The structures most in need of repair include waste-water pipes and water treatment facilities. Mirza says approximately 40 per cent of Montreal’s clean water is lost because of leaking pipes. No sewer-contaminated water has leached into our drinking water yet, but we are flirting with disaster.
“Some of Montreal’s pipes are over 150 years old. Because they’re underground, they don’t receive attention. If they aren’t repaired or replaced, we may face a significant public health crisis.”
A faculty member at McGill since 1966, Mirza was bit by the building bug early – at age four during an inspection of railways with his father. “I knew then that I wanted to be an engineer. Engineering is in my family; my father was an engineer and so is my brother.”
Mirza’s interest in infrastructure peaked during the 1980s when deterioration became a hot topic. Recognizing a lack of both national policy and government funding, he became involved with Canada’s InfraGuide, an association created by the Federation of Canadian Municipalities and the National Research Council. InfraGuide helps determine best practices to improve infrastructure in Canada.
Mirza and a coalition of engineers, policy makers and professional organizations are also advocating a National Infrastructure Policy to provide long-term direction on all infrastructure matters.
“Our natural resources are declining at the same time as our waste landfills are overflowing with debris from demolished buildings,” he says. “This is an incredible cost and waste of energy. We need to incorporate the principles of sustainable development into our building practices: reduce, reuse, recycle and – above all – rethink.”

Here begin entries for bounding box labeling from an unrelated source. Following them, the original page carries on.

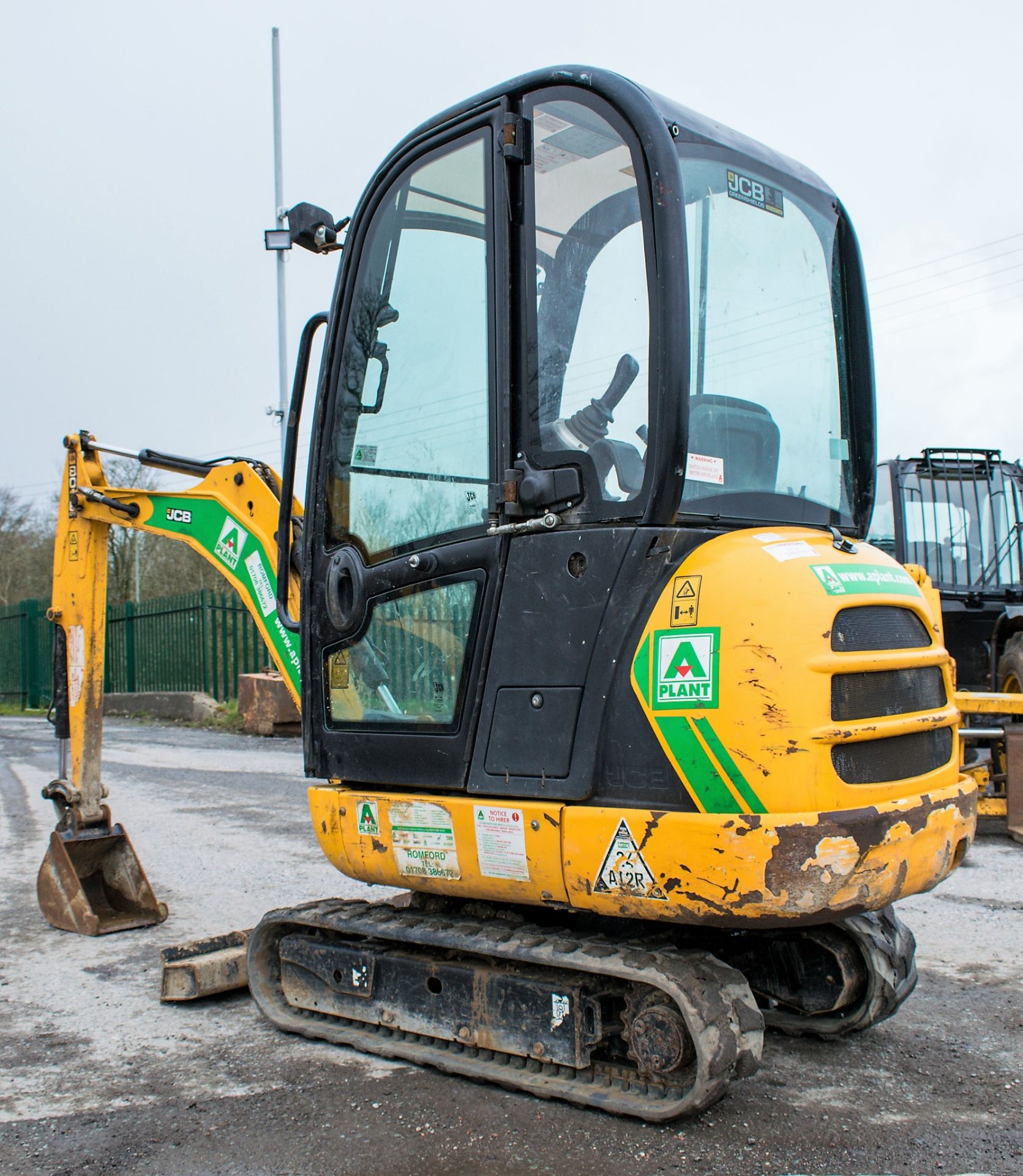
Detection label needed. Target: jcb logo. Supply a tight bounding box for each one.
[728,172,763,203]
[728,168,785,216]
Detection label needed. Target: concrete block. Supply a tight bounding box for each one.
[238,674,302,735]
[103,690,217,723]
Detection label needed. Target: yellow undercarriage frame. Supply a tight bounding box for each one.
[309,528,977,928]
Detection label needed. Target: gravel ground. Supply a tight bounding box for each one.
[0,717,1023,1176]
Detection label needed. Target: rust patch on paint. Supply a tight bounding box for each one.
[639,809,664,853]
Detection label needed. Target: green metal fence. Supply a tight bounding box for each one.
[0,589,271,709]
[0,600,53,710]
[103,588,271,702]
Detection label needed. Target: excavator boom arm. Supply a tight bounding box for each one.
[39,433,301,935]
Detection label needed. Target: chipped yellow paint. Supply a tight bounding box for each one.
[977,796,1009,820]
[309,777,976,927]
[563,778,976,927]
[956,690,1023,715]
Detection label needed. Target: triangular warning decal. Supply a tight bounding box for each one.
[593,821,668,901]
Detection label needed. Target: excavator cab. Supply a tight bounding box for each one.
[293,70,874,801]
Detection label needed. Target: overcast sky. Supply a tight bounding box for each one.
[0,0,1023,510]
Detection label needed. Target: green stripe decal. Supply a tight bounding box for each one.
[148,491,301,692]
[692,718,766,813]
[632,634,650,707]
[655,715,742,813]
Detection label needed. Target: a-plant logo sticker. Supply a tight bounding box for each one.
[214,515,248,571]
[653,628,721,710]
[355,801,380,837]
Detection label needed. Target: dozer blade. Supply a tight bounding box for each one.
[37,824,167,935]
[160,932,249,1001]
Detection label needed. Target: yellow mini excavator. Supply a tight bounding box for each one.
[40,67,976,1120]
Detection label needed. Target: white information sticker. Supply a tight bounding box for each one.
[763,538,817,564]
[686,453,724,486]
[245,551,277,616]
[67,625,84,707]
[473,804,529,882]
[391,801,462,878]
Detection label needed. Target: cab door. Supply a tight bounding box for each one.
[302,112,509,789]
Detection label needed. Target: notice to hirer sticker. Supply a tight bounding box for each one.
[686,453,724,486]
[473,804,529,882]
[761,538,820,564]
[391,801,462,878]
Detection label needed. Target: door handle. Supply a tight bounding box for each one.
[327,547,365,634]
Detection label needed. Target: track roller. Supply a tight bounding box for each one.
[714,907,917,1038]
[248,900,763,1121]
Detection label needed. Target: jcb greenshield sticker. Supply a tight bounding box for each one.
[651,628,721,710]
[810,564,920,596]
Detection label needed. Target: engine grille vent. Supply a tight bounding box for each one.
[831,605,931,653]
[831,666,948,720]
[831,727,953,785]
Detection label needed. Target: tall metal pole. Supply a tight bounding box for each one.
[272,28,288,469]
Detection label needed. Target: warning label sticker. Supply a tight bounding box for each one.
[391,801,462,878]
[473,804,529,882]
[213,515,248,571]
[593,821,668,902]
[686,453,724,486]
[672,576,703,629]
[355,801,380,837]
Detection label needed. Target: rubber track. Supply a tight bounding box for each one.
[248,900,763,1122]
[763,907,917,1038]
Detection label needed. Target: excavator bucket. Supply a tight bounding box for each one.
[37,824,167,935]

Mirza has changed undergraduate and graduate curricula to include courses about maintenance, repair, rehabilitation and rational management of deteriorating infrastructures, but his rethinking goes beyond the classroom. Research funded by the Natural Sciences and Engineering Research Council of Canada involves observing and classifying the degradation of Montreal’s infrastructure. In spring 2005, his graduate students photographed hundreds of potholes around Montreal. By analyzing size and location, and considering materials and drainage, they hope to determine the best strategy for long-term repairs.
His students are also examining the condition of Montreal’s bridges and overpasses, with an eye to developing material and designing structures resistant to weathering and oxidation. And they are studying the behaviour and design of concrete structures.
Producing more durable material is just part of the equation. “Industries such as car manufacturing devote more attention to inspection, maintenance and regular replacement of components than the construction industry. Regular inspection, maintenance and repair can minimize the occurrence of degradation – all new structures should come with a maintenance manual.”
Mirza suggests that the time to act is now. Soon the deterioration levels will be so high that infrastructure could not be rehabilitated and would have to be replaced. “Canada’s present infrastructure deficit is approximately $125 billion. Current government investments will not help return the badly deteriorated infrastructure to an acceptable level. If increased investment is not made soon, the infrastructure will deteriorate at an accelerating rate.”